Si el sentido es aquello que
buscamos, el sinsentido vendría a ser un agujero, un hueco en nuestra
vida que se hace presente de manera repentina. En cuanto lo sientes,
surge la necesidad de salir corriendo a “llenarlo”, porque al final de
cuentas, es una “necesidad”. Es por ello que intentamos llenar nuestros
vacíos existenciales con “cosas”, que de manera inmediata producirán
satisfacción: saturando nuestras vidas de placer, de lujos, de
comodidad; comiendo más allá de nuestras necesidades; teniendo sexo
promiscuo; o quizás volcándonos exclusivamente al trabajo (adicción al
trabajo, o workoholic); conformándonos con los acontecimientos; o llenar
nuestra vida de preocupaciones. Cualquiera que sea la forma de intentar
llenar esa sensación que produce un hueco en alguna parte de nosotros,
no lo logra. Por el contrario, la sensación se hace cada vez mayor, y
aquello con lo cual intentamos hacerlo desaparecer no es suficiente, por
lo que requieres de cada vez más y más. Y cuando parece no existir nada
que pueda alejarnos de este vacío, de alejar esta sensación, la muerte
empieza a ser una opción.
La búsqueda del ser humano por encontrar
un sentido de vida constituye una fuerza primaria. Dicho sentido es
único y específico para cada una de las personas, y corresponde a cada
uno encontrarlo.
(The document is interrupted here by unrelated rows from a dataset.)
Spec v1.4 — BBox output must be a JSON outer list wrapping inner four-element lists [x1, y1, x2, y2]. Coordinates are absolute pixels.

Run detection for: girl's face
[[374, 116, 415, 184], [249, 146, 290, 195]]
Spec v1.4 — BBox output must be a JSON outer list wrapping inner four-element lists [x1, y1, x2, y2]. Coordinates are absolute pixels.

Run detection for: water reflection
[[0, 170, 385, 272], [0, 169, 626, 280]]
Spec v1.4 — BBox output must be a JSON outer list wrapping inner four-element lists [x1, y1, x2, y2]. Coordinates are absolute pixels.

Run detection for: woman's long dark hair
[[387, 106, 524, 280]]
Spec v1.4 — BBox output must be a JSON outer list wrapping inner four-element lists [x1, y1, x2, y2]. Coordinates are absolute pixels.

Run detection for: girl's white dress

Más que preguntar “qué puedo esperar de la vida”, hay
que preguntarnos de manera personal: ¿qué espera la vida de mí? ¿Hay
algo que puedo hacer yo y nadie más que yo? ¿Existe algún proyecto que
desearía muchísimo realizar? ¿Acaso he dejado de hacer aquello que tanto
me apasionaba por causa de los “deberes” del mundo? ¿Puedo ser
testimonio de la libertad del ser humano al trasformar la tragedia, la
enfermedad, el fracaso en un logro personal? ¿Soy capaz de amar a
alguien?
“Sólo la muerte es lo que da sentido a la vida”, ya que
al darnos cuenta de nuestra existencia es breve, tendemos a encontrar la
manera de trascender, de dejar “huella”. Así que, a pesar de todos los
problemas con los que tengamos que enfrentarnos, la vida vale la pena
ser vivida, y más aún cuando el hombre pone en práctica la fuerza de
oposición del espíritu frente al destino. El sentido quizás cambie, pero
nunca faltará. En realidad, tan sólo existe un problema verdaderamente
serio, y es juzgar si la vida vale o no la pena ser vivida. Y la vida
vale la pena, porque hay razones, hay muchos motivos por los cuales
vivir, y esto es lo que le da sentido a la existencia humana.